# TS-E 90mm f/2.8 Tilt-Shift for product photography?



## pdirestajr (Feb 10, 2013)

Hey all,

So I do a lot of small product photography, mostly with a 100mm f/2.8 macro on a 7D and a 5D mkII.

My goal is always to get the largest image in the frame, with the MOST depth of field- I know, this is probably the first thread where someone actually wants more DOF! Lots of bokeh junkies here. Me too 

Anyways, I've been looking into the 90mm TS-E. Anyone here have any experience with it and product photography? I've never used a tilt-shift lens. I know (from research) it actually doesn't give more DOF but you can control it as a "wedge" of focus that is a different angle from the sensor plane. So will it help in getting more of the product in focus? Sometimes even at small apertures, up close, I can't get all of the product in focus.

Sometimes I need to photograph flat items (like a board game), but on an angle. I don't want to focus stack and combine in post- don't have time for that anymore.

Thoughts?


----------



## neuroanatomist (Feb 10, 2013)

The TS-E 90mm is _the_ lens for small product photography. 

See the coin examples here: http://www.northlight-images.co.uk/article_pages/ts-e90_tilt-shift.html which align with what you're trying to do.


----------



## Don Haines (Feb 10, 2013)

Having used a 4x5 camera back in the days of film, I thought that the true advantage of large format was how you could tilt/angle the film plane and the lens plane to play with perspective and plane of focus.

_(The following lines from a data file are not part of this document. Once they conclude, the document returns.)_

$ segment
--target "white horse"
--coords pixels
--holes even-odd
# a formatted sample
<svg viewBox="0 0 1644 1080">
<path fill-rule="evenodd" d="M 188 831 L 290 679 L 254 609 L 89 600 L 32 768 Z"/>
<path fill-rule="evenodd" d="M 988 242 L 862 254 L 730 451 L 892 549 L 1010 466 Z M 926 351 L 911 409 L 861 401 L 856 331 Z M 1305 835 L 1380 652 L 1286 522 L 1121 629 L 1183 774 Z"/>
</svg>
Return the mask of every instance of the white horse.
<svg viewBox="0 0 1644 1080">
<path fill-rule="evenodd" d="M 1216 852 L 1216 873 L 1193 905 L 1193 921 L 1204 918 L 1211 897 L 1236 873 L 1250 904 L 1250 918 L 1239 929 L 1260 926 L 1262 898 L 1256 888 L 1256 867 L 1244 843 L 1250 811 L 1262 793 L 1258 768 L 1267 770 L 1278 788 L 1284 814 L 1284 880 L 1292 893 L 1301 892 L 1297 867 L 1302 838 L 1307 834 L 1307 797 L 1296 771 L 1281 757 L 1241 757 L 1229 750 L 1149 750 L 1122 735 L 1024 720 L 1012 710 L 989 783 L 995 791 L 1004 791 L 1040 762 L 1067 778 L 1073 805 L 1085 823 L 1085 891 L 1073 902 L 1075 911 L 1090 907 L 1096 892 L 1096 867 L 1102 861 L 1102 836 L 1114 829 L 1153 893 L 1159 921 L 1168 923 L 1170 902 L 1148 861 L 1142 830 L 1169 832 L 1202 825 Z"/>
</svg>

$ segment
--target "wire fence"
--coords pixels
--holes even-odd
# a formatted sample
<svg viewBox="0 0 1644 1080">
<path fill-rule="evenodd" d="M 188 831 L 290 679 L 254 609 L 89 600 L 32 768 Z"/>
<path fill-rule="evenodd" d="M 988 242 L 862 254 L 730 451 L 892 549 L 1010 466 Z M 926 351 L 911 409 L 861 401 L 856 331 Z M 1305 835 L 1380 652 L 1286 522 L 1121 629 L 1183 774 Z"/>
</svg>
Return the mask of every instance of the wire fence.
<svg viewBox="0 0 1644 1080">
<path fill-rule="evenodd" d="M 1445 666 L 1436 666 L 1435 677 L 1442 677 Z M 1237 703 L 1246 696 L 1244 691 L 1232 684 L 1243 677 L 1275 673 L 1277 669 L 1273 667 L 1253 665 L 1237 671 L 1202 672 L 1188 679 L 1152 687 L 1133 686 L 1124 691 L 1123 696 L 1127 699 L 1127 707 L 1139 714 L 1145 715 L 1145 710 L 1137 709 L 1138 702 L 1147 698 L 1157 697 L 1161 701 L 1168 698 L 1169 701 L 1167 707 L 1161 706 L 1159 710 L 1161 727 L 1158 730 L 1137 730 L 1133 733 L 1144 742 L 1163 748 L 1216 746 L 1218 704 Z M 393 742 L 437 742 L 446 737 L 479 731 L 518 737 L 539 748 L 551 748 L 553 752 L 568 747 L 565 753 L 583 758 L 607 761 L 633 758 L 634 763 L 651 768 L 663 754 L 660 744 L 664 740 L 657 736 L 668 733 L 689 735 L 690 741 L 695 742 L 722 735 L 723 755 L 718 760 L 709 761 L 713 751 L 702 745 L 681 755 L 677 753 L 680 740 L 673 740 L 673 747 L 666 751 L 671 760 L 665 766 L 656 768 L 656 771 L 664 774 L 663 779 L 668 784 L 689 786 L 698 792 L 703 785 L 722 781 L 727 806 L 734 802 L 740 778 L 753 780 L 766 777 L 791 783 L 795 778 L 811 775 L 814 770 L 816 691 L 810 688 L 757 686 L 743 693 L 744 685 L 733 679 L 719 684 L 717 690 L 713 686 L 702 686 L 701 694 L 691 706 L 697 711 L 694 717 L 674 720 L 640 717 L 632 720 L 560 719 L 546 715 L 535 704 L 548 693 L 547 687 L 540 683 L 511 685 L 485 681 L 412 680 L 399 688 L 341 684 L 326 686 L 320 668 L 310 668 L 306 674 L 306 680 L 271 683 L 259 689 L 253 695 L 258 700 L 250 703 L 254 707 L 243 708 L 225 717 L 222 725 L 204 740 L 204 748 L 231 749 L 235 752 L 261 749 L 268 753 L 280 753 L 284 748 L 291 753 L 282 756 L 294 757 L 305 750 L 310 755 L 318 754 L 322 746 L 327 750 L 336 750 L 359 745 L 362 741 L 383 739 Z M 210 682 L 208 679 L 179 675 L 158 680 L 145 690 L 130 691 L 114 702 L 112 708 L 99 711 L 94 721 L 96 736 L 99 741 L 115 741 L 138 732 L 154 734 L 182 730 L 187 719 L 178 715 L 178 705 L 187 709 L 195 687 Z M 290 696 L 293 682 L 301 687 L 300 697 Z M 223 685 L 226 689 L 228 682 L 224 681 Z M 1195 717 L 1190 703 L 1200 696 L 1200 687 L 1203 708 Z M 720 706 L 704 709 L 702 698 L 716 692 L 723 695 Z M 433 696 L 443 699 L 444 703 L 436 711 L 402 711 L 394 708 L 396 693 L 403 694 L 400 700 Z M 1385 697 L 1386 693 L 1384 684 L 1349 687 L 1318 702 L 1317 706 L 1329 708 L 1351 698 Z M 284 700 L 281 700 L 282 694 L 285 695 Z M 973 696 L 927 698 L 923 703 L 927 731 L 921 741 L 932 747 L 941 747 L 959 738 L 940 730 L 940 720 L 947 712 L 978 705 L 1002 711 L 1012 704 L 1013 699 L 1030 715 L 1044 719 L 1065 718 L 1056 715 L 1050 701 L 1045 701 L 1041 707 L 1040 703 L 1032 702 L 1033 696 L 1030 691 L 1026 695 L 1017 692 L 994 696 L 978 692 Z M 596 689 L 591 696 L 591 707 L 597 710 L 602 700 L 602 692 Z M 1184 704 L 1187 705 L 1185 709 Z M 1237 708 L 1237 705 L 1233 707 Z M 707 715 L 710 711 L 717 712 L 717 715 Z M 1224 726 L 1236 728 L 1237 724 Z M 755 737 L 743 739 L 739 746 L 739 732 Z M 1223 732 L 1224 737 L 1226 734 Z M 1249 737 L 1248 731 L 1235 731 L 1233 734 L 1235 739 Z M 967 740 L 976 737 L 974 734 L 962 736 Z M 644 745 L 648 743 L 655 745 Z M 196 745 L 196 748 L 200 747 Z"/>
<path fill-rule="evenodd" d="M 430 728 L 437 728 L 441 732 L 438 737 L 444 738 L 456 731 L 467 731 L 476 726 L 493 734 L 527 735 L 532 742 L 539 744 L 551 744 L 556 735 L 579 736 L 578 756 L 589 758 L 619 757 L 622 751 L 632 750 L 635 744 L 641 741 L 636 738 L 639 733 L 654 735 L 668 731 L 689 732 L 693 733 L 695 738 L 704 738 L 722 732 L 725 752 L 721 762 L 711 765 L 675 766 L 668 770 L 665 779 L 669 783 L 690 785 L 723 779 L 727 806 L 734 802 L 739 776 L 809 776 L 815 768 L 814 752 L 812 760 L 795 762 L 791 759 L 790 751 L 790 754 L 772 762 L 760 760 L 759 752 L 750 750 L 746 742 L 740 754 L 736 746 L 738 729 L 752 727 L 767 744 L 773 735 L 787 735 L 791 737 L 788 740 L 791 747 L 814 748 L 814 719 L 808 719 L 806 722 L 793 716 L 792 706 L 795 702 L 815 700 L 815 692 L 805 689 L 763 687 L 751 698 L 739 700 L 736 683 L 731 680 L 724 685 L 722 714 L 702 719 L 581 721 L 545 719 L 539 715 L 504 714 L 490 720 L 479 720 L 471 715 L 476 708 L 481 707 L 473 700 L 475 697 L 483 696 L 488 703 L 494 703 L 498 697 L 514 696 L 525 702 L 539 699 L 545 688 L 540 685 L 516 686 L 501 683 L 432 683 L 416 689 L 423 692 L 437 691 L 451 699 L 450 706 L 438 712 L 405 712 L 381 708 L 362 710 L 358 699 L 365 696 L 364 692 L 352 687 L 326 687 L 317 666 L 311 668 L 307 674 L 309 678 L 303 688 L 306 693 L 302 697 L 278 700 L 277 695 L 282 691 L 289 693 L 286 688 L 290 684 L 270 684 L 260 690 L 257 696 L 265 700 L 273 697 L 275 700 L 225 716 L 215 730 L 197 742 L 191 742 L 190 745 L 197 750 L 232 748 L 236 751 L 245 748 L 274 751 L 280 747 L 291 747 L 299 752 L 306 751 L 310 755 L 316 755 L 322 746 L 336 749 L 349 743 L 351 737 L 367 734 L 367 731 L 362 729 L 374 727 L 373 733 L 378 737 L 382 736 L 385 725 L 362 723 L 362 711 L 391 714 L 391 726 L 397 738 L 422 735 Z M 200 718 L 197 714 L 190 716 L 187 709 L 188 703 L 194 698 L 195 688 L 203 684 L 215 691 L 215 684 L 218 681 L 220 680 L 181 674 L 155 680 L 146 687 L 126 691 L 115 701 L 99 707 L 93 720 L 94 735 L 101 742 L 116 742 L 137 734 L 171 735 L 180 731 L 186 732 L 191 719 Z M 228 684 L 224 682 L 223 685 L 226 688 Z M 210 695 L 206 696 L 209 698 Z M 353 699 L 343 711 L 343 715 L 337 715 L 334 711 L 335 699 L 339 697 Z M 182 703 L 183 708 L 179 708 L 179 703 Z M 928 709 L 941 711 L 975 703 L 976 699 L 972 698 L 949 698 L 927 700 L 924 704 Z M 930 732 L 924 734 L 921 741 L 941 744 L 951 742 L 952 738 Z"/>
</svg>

I briefly played with a 90 t/s lens and it brought back memories of such.... If I were doing product photography it would be the first lens I would get.


----------



## Mt Spokane Photography (Feb 10, 2013)

The 90mm TS-E is great for product photography. It is not Macro, but focus closely. However, I sold mine because I really did not need the tilt for my type of products, and seldom used it.
For photographing a Automobile where you are lookiinng from the front or rear, and want it all in focus, its very useful. I'm not do sure about small products. A macro like the 100L has a shallow depth of field because you get very close to the subject, but you do not get as close with the 90mm TS-E.
Another good technique to get more depth of field is to use focus stacking. There is some good software that adjusts the focus in small increments, and other software that combines the resulting images into one that is totally in sharp focus.


----------



## docholliday (Feb 10, 2013)

Mt Spokane Photography said:


> The 90mm TS-E is great for product photography. It is not Macro, but focus closely. However, I sold mine because I really did not need the tilt for my type of products, and seldom used it.
> For photographing a Automobile where you are lookiinng from the front or rear, and want it all in focus, its very useful. I'm not do sure about small products. A macro like the 100L has a shallow depth of field because you get very close to the subject, but you do not get as close with the 90mm TS-E.
> Another good technique to get more depth of field is to use focus stacking. There is some good software that adjusts the focus in small increments, and other software that combines the resulting images into one that is totally in sharp focus.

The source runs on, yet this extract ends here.